Q: What is the White Rim Road?

A: The White Rim Road is a 100 mile drive through Canyonlands National Park that offers an experience of a lifetime. The drive has narrow cliff edges, scenic overlooks, and breathtaking views. There are many hikes and campsites along the way, perfect for enjoying nature. Traveling the White Rim Road gives a new appreciation for the park and its beauty.

Q: Why is it called the White Rim Road?

A: The trail gets its name from the layer of white sandstone on which it sits.

Q: How was the White Rim Road first created?

A: The White Rim Road was first created for mining uranium, but it wasn’t successful, so the mines were abandoned.

Q: What can I expect to see on the White Rim Road?

A: The drive has narrow cliff edges, scenic overlooks, and breathtaking views.

Q: How long does it take to complete the White Rim Road?

A: It depends on how many stops you make along the way. The average time is 3-4 days.

It is possible to drive the full loop in one day, but it is a big day. If you want to drive the White Rim Road in one day, start by driving a portion of it and seeing how you feel. Driving the White Rim Road in one day is an amazing experience and should not be underestimated.

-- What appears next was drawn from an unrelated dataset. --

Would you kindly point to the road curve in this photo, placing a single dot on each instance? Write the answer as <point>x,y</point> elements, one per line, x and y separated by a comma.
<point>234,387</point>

Q: What kind of vehicle do I need to complete the White Rim Road?

A: A 4×4 vehicle is required to complete the White Rim Road.

Q: Are there any permits or regulations I need to be aware of before completing the White Rim Road?

A: Yes, all visitors must obtain a permit from the Canyonlands National Park office before beginning their journey on the White Rim Road. More info on the Canyonlands National Park Regulations page here.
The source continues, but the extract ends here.